The Custom Parser: A key to a good data harvest

PlantDoc Dataset in an IceVision Framework

Published in

Geek Culture

7 min readAug 31, 2021

Object Detection deals with both classification and localization of objects and background (non-objects). For this, a data scientist needs to know what kind of data to look for and how to properly direct data recognition. In this blog, we will discuss about data formats, loading and customized parsing. The insights were gathered from IceVision docs, github codes and forum discussions.

For an intro/refresher on Object Detection, please refer here.

We will follow this Outline:

A. Set-up

B. Gathering Data

B.1. Data Source and Format

B.1.a. Github

B.1.b.

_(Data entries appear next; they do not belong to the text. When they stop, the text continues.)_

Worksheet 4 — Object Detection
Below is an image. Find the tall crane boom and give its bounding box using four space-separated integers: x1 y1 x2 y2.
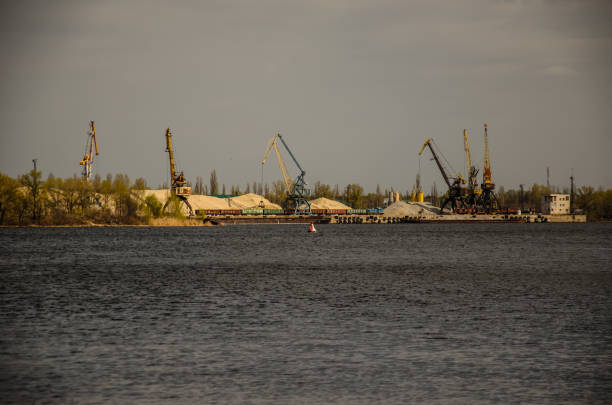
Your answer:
79 121 100 180
261 134 293 194
166 128 193 215
419 138 465 211
463 129 482 208
419 138 452 188
478 122 500 213
482 122 495 189
463 129 472 173
261 134 310 214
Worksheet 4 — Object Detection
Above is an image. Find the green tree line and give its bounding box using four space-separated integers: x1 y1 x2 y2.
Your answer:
0 170 180 225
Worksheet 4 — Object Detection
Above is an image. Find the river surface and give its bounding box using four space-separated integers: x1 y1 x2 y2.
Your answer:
0 224 612 404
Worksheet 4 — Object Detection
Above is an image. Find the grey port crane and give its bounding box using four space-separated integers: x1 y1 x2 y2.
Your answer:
419 138 467 212
478 123 500 213
164 128 194 216
463 129 482 208
261 134 310 214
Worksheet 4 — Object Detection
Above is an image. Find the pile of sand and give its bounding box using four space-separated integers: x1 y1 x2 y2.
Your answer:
228 193 282 210
133 188 170 204
383 201 440 218
187 194 233 211
309 197 351 210
136 189 281 211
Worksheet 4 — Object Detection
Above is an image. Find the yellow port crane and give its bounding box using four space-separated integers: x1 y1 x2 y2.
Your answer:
166 128 194 216
478 122 500 213
419 138 466 211
261 134 310 214
79 121 100 180
261 134 293 194
463 129 482 208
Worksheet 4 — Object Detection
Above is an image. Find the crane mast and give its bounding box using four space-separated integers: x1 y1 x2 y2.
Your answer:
419 138 466 211
482 123 495 190
79 121 100 180
419 138 452 188
478 122 500 213
463 129 482 207
261 134 310 214
166 128 193 215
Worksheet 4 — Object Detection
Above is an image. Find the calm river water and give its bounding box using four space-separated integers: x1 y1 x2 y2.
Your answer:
0 224 612 404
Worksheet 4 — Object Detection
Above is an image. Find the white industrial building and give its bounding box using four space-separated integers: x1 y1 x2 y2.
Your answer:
542 194 570 215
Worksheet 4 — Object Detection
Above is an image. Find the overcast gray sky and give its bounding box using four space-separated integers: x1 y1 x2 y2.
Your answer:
0 0 612 191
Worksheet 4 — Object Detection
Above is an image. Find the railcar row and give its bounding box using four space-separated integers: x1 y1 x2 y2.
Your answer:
196 208 383 216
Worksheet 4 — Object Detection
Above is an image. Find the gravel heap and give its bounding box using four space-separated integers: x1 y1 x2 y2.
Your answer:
228 193 282 210
383 201 440 218
139 189 281 210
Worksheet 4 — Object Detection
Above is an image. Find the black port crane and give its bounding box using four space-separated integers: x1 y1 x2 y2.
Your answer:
261 134 310 214
463 129 482 208
478 122 500 213
419 138 467 212
79 121 100 180
164 128 194 216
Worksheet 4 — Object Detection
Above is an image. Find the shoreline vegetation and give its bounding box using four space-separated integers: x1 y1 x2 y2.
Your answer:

Roboflow

C. Data Loading

C.1. Local computer

C.2. Git Clone

D. Data Glimpse and Routing

D.1. Main directory

D.2. Annotations

D.3. Class mapping

E. Custom Parsing

F. Visualization

Open your Notebook and let’s plant some code!

A. Set-up

I used the IceVision framework on a Colab Pro on GPU setting and Standard RAM.

!wget https://raw.githubusercontent.com/airctic/icevision/master/install_colab.sh
!bash install_colab.sh

Wait for the above installations to finish before running the next.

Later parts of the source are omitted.